Friday, May 6, 2016

To be, or not to be (and other questions about Shakespeare)

William Shakespeare died 400 years ago last month; out of respect, I've been doing some reading. Not reading Shakespeare himself (I like to watch Shakespeare, but I've never been smart enough to read Shakespeare) but reading about him, specifically a biography by Bill Bryson, who's always good for a light-hearted romp through history.

Here are some things Bill Bryson taught me about Shakespeare:

1. We know next to nothing about Shakespeare. He was a person who lived; he married and had some kids; he wrote some plays and some sonnets. That's pretty much what we've got. He was dead for decades before anyone started really digging into his life, and dead centuries before interest in him became serious.

WHO IS THIS MAN.
2. Shakespeare is the Jesus of the literary world. He's one of the most recognizable faces who ever lived, but we don't know what he looked like. You always know when you're looking at a depiction of him, but whether that depiction is reflective of reality...no one knows.

3. There are six known Shakespeare signatures, and in every one, he spells his name differentlyWillm Shakp, William Shaksper, Wm Shakspe, William Shakspere, Willm Shakspere, William Shakspeare.

Not one of those variations is "Shakespeare," but for some reason, that's the spelling we all use.

4. Large numbers of people have devoted their lives to filling in the gaps in Shakespeare's life, despite Point #1. This is so interesting to me, for I, too, know the delicious frustration of trying to piece together someone's motivations based on scant evidence and drawing sweeping conclusions more from personal biases than fact...actually, I believe this is called "the definition of being human."

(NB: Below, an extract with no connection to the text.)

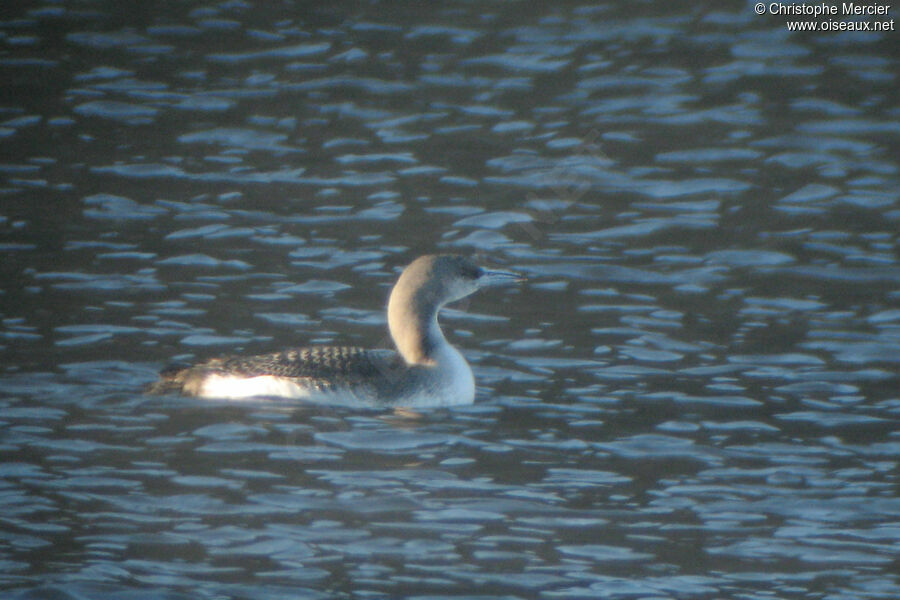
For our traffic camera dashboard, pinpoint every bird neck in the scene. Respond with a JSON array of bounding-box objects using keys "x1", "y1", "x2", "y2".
[{"x1": 388, "y1": 287, "x2": 447, "y2": 365}]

There's enormous allure in deconstructing Shakespeare because of the tantalizing questions surrounding what he created. How did he do it? What was it about him and his life that was different, such that he did all that, while the rest of us are just us?

But therein lies the irony. Even if we did know more detail, the answers people want wouldn't be there. Most of us can't figure out ourselves at least some of the time, and yet this hasn't stopped scores of people from the overly ambitious task of trying to deduce the inner workings of a man who died four centuries ago and didn't leave behind so much as a diary, all in the hopes of uncovering the unknowable recipe for genius.

There's also the heartbreaking sadness that someone that important to humanity could leave so little of himself behind. It's the art that survives, not the man, and again, that seems not to bode well for the legacies of the rest of us.

But anyway...

5. MOST IMPORTANTLY OF ALL, there is a curse written on Shakespeare's grave:

Good friend, for Jesus' sake forebeare 
To digg the dust enclosed heare; 
Bleste be the man that spares thes stones, 
And curst be he that moves my bones

Alright, confession, I already knew about the curse because I saw it on NOVA, where I learned there's evidence someone (presumably now cursed) may have stolen Shakespeare's skull a while back. There was a time when grave-robbing for skulls was all the rage.

And I suppose it says something about me that I find this skull-robbery thing to be the least strange item on this list.